Digital renminbi accelerates internationalization
China Daily | Updated: 2021-03-19 07:40
In its 2021-25 industrial development plan the Luohu district government of Shenzhen published on Tuesday, it vows to promote mobile payments and internationalization of digital renminbi.
It should not be forgotten that it was in Luohu that the digital renminbi was piloted on a large scale for the first time in October last year.
Notably, the governments of Beijing, Shanghai and Guangdong province also include piloting wider application of digital renminbi in their work reports and five-year development plans.
Which raises people's expectations that the digital renminbi is on its way. The internationalization of the renminbi and the growing popularity of mobile payments have paved the way for the digital currency. And the popularization of mobile payment terminals and the advancement of information technology have also laid the necessary foundation for a wide range of applications of the digital renminbi.

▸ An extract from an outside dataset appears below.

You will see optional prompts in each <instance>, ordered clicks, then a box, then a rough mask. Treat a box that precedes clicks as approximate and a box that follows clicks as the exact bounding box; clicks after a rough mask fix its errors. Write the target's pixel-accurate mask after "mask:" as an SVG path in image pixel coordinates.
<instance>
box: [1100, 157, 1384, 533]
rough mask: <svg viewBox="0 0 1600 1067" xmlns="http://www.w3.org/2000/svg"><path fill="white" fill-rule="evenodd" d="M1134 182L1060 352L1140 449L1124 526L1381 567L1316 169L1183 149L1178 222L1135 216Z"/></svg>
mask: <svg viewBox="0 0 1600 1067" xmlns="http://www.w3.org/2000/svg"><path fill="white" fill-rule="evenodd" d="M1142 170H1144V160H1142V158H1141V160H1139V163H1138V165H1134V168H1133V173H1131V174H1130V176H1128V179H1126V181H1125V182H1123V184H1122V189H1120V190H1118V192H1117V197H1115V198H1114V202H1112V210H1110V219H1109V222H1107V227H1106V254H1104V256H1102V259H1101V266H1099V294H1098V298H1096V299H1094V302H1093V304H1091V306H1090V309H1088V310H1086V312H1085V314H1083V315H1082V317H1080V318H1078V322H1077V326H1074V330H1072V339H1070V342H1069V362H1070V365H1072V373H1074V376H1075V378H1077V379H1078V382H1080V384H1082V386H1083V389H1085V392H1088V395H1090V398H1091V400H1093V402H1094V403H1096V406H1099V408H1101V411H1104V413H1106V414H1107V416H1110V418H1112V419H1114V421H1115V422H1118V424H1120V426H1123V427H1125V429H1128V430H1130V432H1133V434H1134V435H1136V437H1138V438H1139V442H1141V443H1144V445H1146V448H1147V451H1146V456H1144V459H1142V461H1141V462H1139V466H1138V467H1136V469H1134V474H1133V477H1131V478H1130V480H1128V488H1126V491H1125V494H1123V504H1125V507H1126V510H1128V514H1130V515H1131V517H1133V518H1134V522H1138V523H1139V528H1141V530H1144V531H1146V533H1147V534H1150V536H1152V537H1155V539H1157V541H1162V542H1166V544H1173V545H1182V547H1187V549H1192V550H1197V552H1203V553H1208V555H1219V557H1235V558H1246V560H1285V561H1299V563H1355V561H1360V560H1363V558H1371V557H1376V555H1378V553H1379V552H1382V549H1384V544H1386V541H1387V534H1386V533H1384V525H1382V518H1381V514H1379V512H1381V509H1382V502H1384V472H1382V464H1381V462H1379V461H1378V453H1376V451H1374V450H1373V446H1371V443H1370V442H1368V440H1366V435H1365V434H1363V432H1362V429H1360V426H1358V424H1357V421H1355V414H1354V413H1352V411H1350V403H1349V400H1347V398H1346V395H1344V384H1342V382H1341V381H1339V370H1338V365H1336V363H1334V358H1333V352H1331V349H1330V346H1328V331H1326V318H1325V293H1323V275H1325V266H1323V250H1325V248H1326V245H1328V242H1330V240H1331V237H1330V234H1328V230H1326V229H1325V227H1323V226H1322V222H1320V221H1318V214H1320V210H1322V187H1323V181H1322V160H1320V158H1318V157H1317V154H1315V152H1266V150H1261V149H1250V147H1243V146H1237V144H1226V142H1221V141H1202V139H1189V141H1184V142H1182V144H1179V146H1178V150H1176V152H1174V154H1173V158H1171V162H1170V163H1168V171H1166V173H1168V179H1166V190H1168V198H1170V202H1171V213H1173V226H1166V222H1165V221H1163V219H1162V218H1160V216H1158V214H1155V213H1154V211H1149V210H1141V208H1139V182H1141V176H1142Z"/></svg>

Particularly, the COVID-19 pandemic has increased people's acceptance of the digital economy and non-contact e-payments.
As an important infrastructure of finance in the digital era, digital currencies will be a key arena for the competition of the future monetary market. By promoting the use of the digital renminbi, and accelerating the internationalization of its digital currency, China can improve the efficiency of its payment system and financial system, which is conducive to safeguarding its economic and financial security, as well as improving its financial supervision, governance of the digital economy and international cooperation in finance.
If the digital renminbi can gain a larger stage in the world, it will demonstrate its potential to break the monopoly of the US dollar in the international monetary system.
The issuance and circulation of digital currencies, especially central bank legal digital currencies, will profoundly change the existing international monetary system, clearing and settlement system, and financial system.
Only through actively participating in the innovation, supervision, management and cooperation of the emerging sector can China gain the initiative to secure a right to have a say in the making of the relevant rules and international standards for digital currencies.
The internationalization of the digital renminbi should match China's status as the world's second-largest economy and largest goods trader.